Jacques-Yves Henckes (ADR) a répété ses griefs contre le gouvernement qu’il avait déjà avancés lors d’une conférence de presse le 4 juillet dernier : Comment les contrôles de l’ITM seront-ils désormais possibles ? Les portes ne sont-elles pas maintenant ouvertes au dumping social contre les travailleurs luxembourgeois et à la concurrence déloyale contre les entreprises luxembourgeoises ? Pour Henckes, le gouvernement aurait dû dialoguer avant avec la Commission et il a jugé que c’était "scandaleux" que le gouvernement n’ait pas réagi à l’avis motivé de la Commission.

Biltgen : contre un compromis avec la Commission au nom de l’Europe sociale

Cette remarque suscita la colère du ministre du Travail et de l’Emploi Biltgen qui se trouvait, pour répondre aux députés, sur les bancs du gouvernement. Pour le ministre, qui a récusé les reproches formulés contre lui par les Verts, tout avait déjà été dit dans sa réponse à la question parlementaire de Ben Fayot. Tout le débat se déroule selon Biltgen autour de la question : "De quelle Europe sociale avons-nous besoin ?"

C’est pourquoi François Biltgen n’a pas voulu plaider auprès de la Commission pour éviter une condamnation. Car pour le ministre, la libre prestation des services doit être tempérée par les droits sociaux fondamentaux. La directive "détachement" est le résultat d’un tel débat. Elle aborde les questions du temps de travail, du salaire minimum, de la sécurité sociale et de la santé. Tout Etat membre peut aller au-delà de la directive en invoquant son ordre public social national.
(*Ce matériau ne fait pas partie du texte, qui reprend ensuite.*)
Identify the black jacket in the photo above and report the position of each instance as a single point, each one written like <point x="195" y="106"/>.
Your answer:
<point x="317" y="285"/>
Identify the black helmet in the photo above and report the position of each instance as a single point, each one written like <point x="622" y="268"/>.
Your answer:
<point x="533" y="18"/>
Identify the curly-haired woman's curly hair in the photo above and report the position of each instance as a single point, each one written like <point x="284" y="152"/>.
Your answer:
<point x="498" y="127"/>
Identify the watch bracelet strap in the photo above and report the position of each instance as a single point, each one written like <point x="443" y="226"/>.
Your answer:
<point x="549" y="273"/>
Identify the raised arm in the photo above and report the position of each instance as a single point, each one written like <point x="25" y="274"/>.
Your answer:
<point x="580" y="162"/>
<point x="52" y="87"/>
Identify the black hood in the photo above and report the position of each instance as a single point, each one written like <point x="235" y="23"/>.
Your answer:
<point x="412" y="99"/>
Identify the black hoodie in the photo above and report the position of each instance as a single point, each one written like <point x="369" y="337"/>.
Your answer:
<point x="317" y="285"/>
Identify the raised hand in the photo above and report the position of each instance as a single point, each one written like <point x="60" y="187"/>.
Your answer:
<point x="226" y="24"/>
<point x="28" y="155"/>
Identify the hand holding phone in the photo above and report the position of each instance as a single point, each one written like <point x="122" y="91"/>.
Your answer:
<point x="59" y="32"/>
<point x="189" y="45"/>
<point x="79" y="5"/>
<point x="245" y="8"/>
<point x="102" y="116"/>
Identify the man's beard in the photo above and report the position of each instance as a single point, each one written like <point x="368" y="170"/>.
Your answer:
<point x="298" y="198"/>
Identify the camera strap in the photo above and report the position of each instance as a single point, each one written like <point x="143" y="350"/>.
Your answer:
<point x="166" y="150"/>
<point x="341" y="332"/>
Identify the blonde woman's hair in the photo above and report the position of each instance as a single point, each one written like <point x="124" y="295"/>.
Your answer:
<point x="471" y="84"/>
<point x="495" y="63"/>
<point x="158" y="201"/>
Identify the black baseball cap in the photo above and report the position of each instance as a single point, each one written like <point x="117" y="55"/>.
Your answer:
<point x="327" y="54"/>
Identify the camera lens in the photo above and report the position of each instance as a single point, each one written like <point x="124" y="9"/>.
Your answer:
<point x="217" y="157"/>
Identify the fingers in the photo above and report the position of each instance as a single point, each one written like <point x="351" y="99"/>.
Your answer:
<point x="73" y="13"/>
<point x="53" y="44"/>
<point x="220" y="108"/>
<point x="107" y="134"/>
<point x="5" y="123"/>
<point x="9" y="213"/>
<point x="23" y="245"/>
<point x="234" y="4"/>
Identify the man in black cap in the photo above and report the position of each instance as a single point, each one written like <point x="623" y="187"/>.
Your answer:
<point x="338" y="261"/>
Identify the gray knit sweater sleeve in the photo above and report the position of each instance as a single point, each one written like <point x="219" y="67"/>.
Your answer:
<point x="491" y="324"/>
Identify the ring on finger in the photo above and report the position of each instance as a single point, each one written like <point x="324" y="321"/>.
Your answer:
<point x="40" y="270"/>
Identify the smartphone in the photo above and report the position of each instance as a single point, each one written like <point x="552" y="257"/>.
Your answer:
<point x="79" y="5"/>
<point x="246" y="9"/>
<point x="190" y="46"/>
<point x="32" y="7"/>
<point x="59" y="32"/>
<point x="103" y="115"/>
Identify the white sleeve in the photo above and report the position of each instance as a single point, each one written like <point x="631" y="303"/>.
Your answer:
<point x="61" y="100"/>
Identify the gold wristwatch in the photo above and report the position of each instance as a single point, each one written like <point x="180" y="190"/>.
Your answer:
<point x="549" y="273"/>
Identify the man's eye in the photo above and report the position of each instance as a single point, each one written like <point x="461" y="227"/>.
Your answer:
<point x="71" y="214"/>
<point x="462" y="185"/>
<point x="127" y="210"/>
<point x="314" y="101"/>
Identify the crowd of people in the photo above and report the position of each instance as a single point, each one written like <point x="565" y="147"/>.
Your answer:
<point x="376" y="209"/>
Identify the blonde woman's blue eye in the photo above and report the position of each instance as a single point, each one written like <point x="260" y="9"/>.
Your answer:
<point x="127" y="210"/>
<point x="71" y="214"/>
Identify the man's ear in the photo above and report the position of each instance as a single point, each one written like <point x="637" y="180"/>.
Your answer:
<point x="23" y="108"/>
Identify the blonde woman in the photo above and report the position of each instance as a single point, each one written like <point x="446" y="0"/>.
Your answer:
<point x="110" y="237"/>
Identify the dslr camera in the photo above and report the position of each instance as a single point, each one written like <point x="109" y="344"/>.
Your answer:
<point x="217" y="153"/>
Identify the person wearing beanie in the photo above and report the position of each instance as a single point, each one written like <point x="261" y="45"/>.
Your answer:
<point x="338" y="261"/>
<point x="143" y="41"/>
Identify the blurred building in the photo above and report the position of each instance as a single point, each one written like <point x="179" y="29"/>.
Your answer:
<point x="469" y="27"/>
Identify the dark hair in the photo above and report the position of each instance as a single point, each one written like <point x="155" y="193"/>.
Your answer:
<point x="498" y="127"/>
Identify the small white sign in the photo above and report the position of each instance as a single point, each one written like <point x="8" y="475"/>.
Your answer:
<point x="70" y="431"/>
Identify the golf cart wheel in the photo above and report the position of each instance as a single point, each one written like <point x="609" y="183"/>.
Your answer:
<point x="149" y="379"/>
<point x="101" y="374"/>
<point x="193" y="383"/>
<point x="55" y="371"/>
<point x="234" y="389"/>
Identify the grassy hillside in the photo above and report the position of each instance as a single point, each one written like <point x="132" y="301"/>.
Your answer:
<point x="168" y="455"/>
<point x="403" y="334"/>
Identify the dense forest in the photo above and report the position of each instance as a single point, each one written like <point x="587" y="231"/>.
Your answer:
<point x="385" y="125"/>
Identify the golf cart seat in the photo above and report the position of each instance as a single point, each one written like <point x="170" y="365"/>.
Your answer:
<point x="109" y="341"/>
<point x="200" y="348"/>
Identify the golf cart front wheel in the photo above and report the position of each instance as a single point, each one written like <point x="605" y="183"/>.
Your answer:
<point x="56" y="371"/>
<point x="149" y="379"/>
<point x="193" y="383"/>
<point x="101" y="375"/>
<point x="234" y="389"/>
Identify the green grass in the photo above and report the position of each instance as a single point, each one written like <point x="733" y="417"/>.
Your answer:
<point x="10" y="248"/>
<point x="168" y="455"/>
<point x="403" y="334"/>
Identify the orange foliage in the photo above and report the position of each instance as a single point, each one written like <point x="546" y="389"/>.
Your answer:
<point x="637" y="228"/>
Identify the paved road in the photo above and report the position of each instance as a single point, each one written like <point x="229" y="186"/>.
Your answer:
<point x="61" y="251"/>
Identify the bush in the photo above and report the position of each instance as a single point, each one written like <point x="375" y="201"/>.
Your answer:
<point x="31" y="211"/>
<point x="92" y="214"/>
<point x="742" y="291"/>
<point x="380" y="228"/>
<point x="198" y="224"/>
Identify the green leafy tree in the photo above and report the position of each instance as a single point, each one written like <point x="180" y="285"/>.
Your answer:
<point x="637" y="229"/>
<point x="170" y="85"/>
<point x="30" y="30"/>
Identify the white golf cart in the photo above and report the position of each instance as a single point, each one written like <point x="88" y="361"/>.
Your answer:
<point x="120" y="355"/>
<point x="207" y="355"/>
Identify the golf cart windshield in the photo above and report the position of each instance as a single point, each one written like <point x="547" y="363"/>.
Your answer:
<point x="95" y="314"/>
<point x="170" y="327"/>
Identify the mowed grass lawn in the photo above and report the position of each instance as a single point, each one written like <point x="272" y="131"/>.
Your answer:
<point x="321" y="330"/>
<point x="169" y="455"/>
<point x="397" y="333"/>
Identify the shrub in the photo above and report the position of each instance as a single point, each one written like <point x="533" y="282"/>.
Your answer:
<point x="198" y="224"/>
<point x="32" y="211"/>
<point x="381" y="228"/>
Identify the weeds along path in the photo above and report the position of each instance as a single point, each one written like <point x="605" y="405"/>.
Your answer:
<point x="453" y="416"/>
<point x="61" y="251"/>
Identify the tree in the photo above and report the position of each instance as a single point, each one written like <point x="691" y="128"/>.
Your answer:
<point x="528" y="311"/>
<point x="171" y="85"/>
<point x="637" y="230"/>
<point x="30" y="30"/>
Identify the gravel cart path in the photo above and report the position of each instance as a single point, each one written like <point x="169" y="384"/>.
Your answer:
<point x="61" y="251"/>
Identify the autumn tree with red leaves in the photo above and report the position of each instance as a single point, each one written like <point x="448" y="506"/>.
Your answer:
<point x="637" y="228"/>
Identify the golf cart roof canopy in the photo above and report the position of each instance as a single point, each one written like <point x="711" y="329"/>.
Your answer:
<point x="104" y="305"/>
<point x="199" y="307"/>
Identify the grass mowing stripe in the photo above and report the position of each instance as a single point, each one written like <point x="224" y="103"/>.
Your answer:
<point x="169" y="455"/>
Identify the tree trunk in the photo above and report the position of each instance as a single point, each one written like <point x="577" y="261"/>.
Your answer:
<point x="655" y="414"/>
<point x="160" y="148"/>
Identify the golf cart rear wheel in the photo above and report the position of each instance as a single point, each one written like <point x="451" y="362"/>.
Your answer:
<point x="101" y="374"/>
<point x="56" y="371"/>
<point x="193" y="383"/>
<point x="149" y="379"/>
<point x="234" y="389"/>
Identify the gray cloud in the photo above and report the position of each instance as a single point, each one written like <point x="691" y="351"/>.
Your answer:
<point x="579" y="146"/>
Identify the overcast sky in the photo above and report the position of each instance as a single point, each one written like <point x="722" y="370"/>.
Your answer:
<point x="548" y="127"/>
Si le ministre avait fait des concessions à la Commission, il aurait selon lui "abandonné ce concept d’ordre public social national". Il est vrai que le Luxembourg "a transposé la directive à 110%" et maintenant, après l’arrêt, "il faut qu’un débat sur les relations entre libertés fondamentales du Traité et droits fondamentaux, entre ordre public social national et ordre juridique communautaire soit lancé", avec la Commission, avec le Parlement européen, avec le Conseil, avec les partenaires sociaux. Ce débat sera entamé dès jeudi 10 juillet à la réunion informelle des ministres chargés du travail et des politiques sociales à Chantilly. Il sera continué par le Forum social que la Commission a annoncé ensemble avec son "agenda social renouvelé" et qu'elle a prévu d’organiser en octobre 2008.            

C’est pourquoi un compromis avant l’arrêt était inacceptable pour un Biltgen qui a avancé quelques éléments de sa démarche. D’abord, il ne faudra pas parler de la durée d’un détachement, mais de la nature d’un détachement. Ensuite, la coopération internationale après les contrôles n’est pas acceptable, car elle a lieu après coup. Et en ce qui concerne les conventions collectives, il faudra aller avec les syndicats dans le sens d’un plus grand nombre de ces conventions collectives sectorielles qui seront d’application générale. Le ministre a conclu qu’il était prêt à accepter un blâme pour n’avoir pas cherché la conciliation avec la Commission, parce qu’il n’a effectivement pas voulu cette conciliation. Le Luxembourg était pour lui dans son droit et il s’agissait d’obtenir le maximum dans le contexte. Et pour lui, le combat pour une Europe sociale n’a pas cessé.